Ce que j’observe sur le terrain, c’est que la bascule réussit quand elle est décidée en rétrospective par l’équipe, avec un problème précis à régler et une limite WIP écrite au tableau dès le premier jour. Quand elle est imposée d’en haut comme un gain d’efficacité, elle produit surtout un tableau Kanban et aucune des propriétés qui vont avec.
FAQ — Tout savoir sur le Scrumban
Le Scrumban, c’est quoi exactement ?
Une méthode hybride qui conserve l’organisation d’équipe de Scrum — rôles, équipe stable, rétrospective — et adopte les mécanismes de flux de Kanban : tableau visuel, limites de travail en cours et planification déclenchée par un seuil plutôt que par le calendrier.
Garde-t-on les sprints en Scrumban ?
Pas nécessairement. Certaines équipes conservent une cadence fixe pour la synchronisation et n’ajoutent que les limites WIP ; d’autres abandonnent complètement l’engagement de sprint au profit d’un flux continu. Les deux configurations sont couramment appelées Scrumban.
Qu’est-ce qu’une limite WIP et comment la fixer ?

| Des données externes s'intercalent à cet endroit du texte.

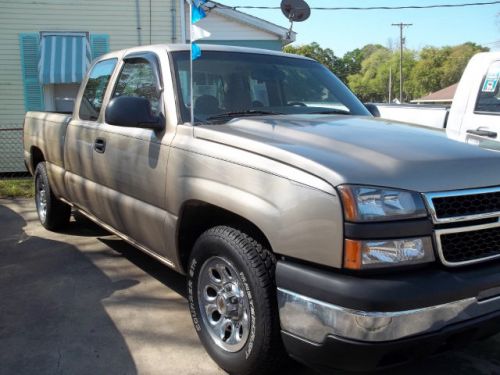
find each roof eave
[207,1,297,45]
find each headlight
[344,237,434,270]
[338,185,427,222]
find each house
[0,0,295,173]
[411,83,458,105]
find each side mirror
[365,103,380,117]
[105,96,165,130]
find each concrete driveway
[0,200,500,375]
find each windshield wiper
[308,109,350,115]
[206,109,283,121]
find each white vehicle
[376,52,500,150]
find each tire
[35,162,71,231]
[188,226,286,375]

C’est le nombre maximal de tâches autorisées en même temps dans une colonne. Une pratique courante consiste à partir de l’effectif de l’équipe, puis à ajuster en rétrospective : si la colonne est toujours pleine, la limite est trop haute ou une étape en aval bloque.
Le Scrumban est-il un framework officiel ?
Non. Ni le Guide Scrum ni le Kanban Guide ne le mentionnent, et il n’existe aucun texte de référence qui en fixe la définition. C’est une pratique de terrain, ce qui explique les écarts importants entre deux équipes qui s’en réclament.
Faut-il encore estimer en Scrumban ?
Beaucoup d’équipes arrêtent l’estimation détaillée : sans engagement de sprint, elle perd son usage principal. Un découpage en éléments de taille comparable suffit généralement, la prévision reposant alors sur le délai de traversée et le débit observés.
Pour quelles équipes le Scrumban est-il adapté ?
Principalement les équipes à charge imprévisible — run, support, maintenance — et celles dont les demandes sont très hétérogènes en taille. Il est en revanche déconseillé aux équipes qui débutent en agilité, pour lesquelles le cadre du sprint reste structurant.